Emergency care is in its nascency in most of the world and emergency health systems are developing throughout Africa, including Ethiopia. Ethiopia is a LMIC African nation that has committed to strengthening emergency care systems. A historical perspective provides the background of Ethiopian emergency care with the development of an emergency care taskforce to the first residency program and subsequent development of the Emergency and Critical Care Directorate. The goals of the directorate are discussed as well as their role in the development of the national integrated emergency medicine curriculum.
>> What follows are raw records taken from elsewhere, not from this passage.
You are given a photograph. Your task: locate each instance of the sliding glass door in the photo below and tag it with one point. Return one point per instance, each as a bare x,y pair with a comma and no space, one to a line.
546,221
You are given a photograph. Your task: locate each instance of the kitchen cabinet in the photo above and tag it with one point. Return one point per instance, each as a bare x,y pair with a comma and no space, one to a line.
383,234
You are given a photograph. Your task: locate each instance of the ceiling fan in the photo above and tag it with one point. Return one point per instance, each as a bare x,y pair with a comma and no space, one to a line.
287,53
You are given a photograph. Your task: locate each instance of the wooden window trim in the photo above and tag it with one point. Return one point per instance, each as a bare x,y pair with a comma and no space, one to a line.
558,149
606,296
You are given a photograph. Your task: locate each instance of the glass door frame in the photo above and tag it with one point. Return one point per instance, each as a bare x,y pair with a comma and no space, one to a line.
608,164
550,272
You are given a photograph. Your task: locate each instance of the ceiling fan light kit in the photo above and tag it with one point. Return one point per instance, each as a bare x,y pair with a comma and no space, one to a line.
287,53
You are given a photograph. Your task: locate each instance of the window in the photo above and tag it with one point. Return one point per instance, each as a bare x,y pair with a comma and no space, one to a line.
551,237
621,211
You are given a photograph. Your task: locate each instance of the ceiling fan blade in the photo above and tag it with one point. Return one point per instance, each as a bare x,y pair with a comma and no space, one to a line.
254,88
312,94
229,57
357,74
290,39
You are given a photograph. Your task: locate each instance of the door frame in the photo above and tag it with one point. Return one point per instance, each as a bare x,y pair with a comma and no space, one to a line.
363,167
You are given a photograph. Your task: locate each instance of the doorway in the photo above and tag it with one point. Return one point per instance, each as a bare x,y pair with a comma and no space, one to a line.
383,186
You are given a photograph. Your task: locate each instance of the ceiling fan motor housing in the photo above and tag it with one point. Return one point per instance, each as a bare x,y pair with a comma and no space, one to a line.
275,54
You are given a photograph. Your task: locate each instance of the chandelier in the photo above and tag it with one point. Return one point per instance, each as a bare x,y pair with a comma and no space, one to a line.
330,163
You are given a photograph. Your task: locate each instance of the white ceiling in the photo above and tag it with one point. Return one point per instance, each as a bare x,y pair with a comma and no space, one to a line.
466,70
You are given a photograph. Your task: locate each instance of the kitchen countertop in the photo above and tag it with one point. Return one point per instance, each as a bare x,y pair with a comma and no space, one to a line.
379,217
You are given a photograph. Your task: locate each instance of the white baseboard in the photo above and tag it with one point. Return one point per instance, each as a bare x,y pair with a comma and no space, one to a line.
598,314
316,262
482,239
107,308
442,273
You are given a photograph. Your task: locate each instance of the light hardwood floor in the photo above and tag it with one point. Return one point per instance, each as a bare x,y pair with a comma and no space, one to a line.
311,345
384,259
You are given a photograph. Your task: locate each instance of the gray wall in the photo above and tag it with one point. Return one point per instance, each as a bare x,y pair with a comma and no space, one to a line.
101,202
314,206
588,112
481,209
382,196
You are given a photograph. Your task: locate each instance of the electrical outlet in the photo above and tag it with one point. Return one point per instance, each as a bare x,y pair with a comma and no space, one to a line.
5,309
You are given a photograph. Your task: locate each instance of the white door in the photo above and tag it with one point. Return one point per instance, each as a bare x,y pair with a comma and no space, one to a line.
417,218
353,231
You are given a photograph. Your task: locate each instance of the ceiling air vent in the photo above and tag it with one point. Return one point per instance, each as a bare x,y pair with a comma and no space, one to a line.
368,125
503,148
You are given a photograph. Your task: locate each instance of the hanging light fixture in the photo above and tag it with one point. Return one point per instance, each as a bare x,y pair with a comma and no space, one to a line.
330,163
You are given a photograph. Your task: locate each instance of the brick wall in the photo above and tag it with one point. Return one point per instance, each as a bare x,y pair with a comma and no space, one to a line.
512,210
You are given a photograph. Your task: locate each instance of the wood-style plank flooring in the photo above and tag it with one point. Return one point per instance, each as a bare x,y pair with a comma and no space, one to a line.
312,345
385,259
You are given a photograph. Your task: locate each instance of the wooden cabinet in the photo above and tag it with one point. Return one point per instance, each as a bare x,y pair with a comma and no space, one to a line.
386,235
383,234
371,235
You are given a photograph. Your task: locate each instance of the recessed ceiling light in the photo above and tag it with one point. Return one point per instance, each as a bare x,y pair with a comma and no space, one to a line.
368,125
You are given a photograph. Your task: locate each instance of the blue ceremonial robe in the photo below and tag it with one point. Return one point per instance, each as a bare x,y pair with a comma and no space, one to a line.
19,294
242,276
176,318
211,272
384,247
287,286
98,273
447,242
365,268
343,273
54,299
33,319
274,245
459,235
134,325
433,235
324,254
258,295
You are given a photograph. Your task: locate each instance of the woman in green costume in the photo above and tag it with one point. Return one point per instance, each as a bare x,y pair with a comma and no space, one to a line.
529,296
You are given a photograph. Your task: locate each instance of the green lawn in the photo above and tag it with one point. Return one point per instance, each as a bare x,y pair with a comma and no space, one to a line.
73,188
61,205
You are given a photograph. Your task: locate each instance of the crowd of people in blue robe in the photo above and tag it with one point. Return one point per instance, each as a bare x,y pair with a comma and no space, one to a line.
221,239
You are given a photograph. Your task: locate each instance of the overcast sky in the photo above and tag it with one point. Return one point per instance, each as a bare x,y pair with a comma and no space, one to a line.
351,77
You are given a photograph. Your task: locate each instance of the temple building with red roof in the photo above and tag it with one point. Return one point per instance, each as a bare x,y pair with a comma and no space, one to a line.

Concurrently the development of multiple residencies as well as a nursing emergency and critical care training increased the human resources for emergency medicine. Recently, the WHO and Ministry of Health-Ethiopia have been working together to roll out an integrated emergency care system development agenda throughout the country bolstered by the recent passing of a world health assembly resolution to strengthen emergency care co-led by Ethiopia. With all the successes of Ethiopia in increasing human resources there have been both triumphs and challenges. The development of human resources for emergency care systems in Ethiopia provides insights and lessons learned to other nations on a similar pathway of strengthening emergency care systems.